An old dilemma

Discussion of chess software programming and technical issues.

Moderators: hgm, Rebel, chrisw

User avatar
Rebel
Posts: 6994
Joined: Thu Aug 18, 2011 12:04 pm

Re: An old dilemma

Post by Rebel »

Daniel Anulliero wrote:Personnaly I prefer playing gaunglets against others engines instead of self test
But stockfish is tested always against itself right?
Not so bad than it like ...
Exactly.

It's odd to release a version that can't win from the previous one. Gauntlet X may perform better against the previous version but it's no guarantee Gauntlet Y will too.
Daniel Anulliero
Posts: 759
Joined: Fri Jan 04, 2013 4:55 pm
Location: Nice

Re: An old dilemma

Post by Daniel Anulliero »

Rebel wrote:
Daniel Anulliero wrote:Personnaly I prefer playing gaunglets against others engines instead of self test
But stockfish is tested always against itself right?
Not so bad than it like ...
Exactly.

It's odd to release a version that can't win from the previous one. Gauntlet X may perform better against the previous version but it's no guarantee Gauntlet Y will too.
May be we must validate the new version twice ? (Gauntlets AND self test )
Because for exemple with my (weak) engine Isa , it perform always better against other engines than against previous versions
sedicla
Posts: 178
Joined: Sat Jan 08, 2011 12:51 am
Location: USA
Full name: Alcides Schulz

Re: An old dilemma

Post by sedicla »

I prefer gauntlet to test new versions. I noticed that it is more consistent than self play.
I usually select 5 engines, but I include my previous version. So I will test the new version against 2 slightly weaker, previous version, and 2 slightly stronger engines.
Once my engine gets stronger after a lot of changes and testing, the stronger ones becomes the weaker ones and I have to look for 2 new stronger ones. I wish I had a problem finding stronger engines :D
User avatar
Rebel
Posts: 6994
Joined: Thu Aug 18, 2011 12:04 pm

Re: An old dilemma

Post by Rebel »

Did a test. First step a robin tournament of my last 4 versions.

Code: Select all

1 ProDeo 2.0      54.3%
2 ProDeo 1.87     49.3%
3 ProDeo 1.86     48.2%
4 ProDeo 1.85     48.1%
Versions list nicely in order.

Same against an engine of about equal strength.

Code: Select all

1 ProDeo 1.86     56.3%
2 ProDeo 2.0      55.1%
3 ProDeo 1.87     53.0%
4 ProDeo 1.85     50.3%
And the 6.1% (roughly 43 elo) version 2.0 had over 1.86 has dropped to -1.2% (-52 elo) playing another engine.

Bizarre....

But I solved the dilemma myself, my engine sucks in self-play :lol:
flok

Re: An old dilemma

Post by flok »

Rebel wrote:Did you ever released a version of your engine that in self-play performed worse than the previous version and yet performed better 1) against a set other opponents and 2) later confirmed on the rating list to be better also?

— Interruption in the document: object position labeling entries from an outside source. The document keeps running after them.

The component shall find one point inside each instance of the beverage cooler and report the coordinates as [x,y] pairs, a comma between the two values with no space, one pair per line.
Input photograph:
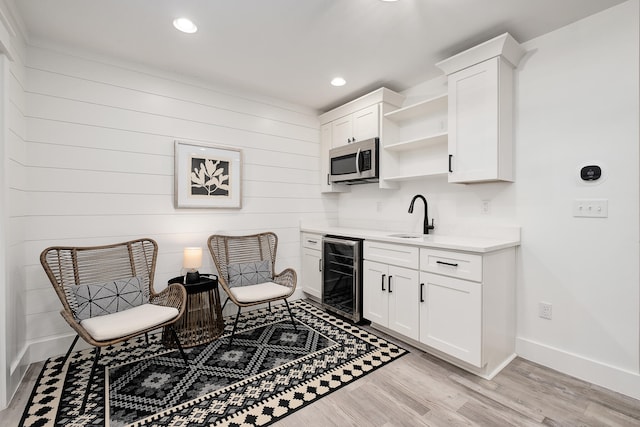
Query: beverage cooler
[342,276]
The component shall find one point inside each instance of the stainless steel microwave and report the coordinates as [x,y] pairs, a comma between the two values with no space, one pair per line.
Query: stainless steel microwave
[355,163]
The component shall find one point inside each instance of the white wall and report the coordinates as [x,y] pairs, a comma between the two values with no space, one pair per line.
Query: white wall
[100,166]
[13,209]
[576,103]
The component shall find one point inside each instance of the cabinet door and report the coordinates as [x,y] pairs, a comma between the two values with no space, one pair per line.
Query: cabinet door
[403,301]
[366,123]
[326,133]
[375,299]
[311,272]
[342,131]
[473,123]
[451,316]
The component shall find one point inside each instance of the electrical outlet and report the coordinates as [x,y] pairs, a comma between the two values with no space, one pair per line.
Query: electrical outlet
[485,207]
[591,208]
[545,310]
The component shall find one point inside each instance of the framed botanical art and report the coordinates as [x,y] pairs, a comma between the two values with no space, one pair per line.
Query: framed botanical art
[207,176]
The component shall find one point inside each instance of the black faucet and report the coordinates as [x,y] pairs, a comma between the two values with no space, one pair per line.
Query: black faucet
[427,227]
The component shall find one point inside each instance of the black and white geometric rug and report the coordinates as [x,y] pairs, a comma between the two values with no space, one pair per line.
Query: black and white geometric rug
[270,371]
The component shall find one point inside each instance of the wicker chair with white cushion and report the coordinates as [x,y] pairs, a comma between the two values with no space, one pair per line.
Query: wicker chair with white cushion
[107,294]
[246,267]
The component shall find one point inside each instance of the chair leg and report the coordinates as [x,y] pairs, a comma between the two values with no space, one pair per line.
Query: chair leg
[291,314]
[177,340]
[90,382]
[234,326]
[66,356]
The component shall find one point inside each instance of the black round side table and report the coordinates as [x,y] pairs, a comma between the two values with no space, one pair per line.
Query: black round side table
[202,320]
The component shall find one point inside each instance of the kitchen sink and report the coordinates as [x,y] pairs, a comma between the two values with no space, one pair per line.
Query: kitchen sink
[406,236]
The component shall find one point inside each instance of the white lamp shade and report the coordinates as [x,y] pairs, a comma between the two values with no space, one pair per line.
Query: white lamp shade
[192,258]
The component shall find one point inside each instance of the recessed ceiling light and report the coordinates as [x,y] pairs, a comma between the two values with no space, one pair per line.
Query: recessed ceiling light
[185,25]
[338,81]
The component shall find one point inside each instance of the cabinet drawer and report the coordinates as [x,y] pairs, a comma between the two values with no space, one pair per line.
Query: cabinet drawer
[400,255]
[454,264]
[312,241]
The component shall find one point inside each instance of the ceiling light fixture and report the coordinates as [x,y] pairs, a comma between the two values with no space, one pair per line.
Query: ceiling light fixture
[338,81]
[185,25]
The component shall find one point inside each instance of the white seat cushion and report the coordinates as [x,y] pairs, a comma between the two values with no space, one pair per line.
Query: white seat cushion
[136,319]
[259,292]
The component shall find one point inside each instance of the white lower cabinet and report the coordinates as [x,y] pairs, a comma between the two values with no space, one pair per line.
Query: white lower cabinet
[390,297]
[312,265]
[457,305]
[451,316]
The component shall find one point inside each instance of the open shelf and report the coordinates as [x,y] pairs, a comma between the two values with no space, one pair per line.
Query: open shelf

IOW, are there known cases self-play sucks?
Sometimes it is the only option. For example Embla: I could not find any program with a relatively close strength (and running on a raspberry py with linux). My own "POS" is > 500 elo weaker so loses everything and tscp181 and fairymax are > 500 elo stronger.
Patrice Duhamel
Posts: 193
Joined: Sat May 25, 2013 11:17 am
Location: France
Full name: Patrice Duhamel

Re: An old dilemma

Post by Patrice Duhamel »

I'm using 5000 or 10000 games at 10s+0.1s, my results are not exactly the same as CCRL or other rating lists, but I have no problems and it's good enough to know how new versions are better than the previous one.

I would not release a version that play worse in self tests.
Adam Hair
Posts: 3226
Joined: Wed May 06, 2009 10:31 pm
Location: Fuquay-Varina, North Carolina

Re: An old dilemma

Post by Adam Hair »

flok wrote:
Rebel wrote:Did you ever released a version of your engine that in self-play performed worse than the previous version and yet performed better 1) against a set other opponents and 2) later confirmed on the rating list to be better also?

IOW, are there known cases self-play sucks?
Sometimes it is the only option. For example Embla: I could not find any program with a relatively close strength (and running on a raspberry py with linux). My own "POS" is > 500 elo weaker so loses everything and tscp181 and fairymax are > 500 elo stronger.
If your tournament manager program allows it, you could use time odds to reduce the relative strength of tscp and fairymax.
Adam Hair
Posts: 3226
Joined: Wed May 06, 2009 10:31 pm
Location: Fuquay-Varina, North Carolina

Re: An old dilemma

Post by Adam Hair »

Daniel Anulliero wrote:
Rebel wrote:
Daniel Anulliero wrote:Personnaly I prefer playing gaunglets against others engines instead of self test
But stockfish is tested always against itself right?
Not so bad than it like ...
Exactly.

It's odd to release a version that can't win from the previous one. Gauntlet X may perform better against the previous version but it's no guarantee Gauntlet Y will too.
May be we must validate the new version twice ? (Gauntlets AND self test )
Because for exemple with my (weak) engine Isa , it perform always better against other engines than against previous versions
For Gaviota, Miguel uses self-testing to evaluate code and parameter changes. After accumulating some Elo in the self-tests, we confirm with a gauntlet.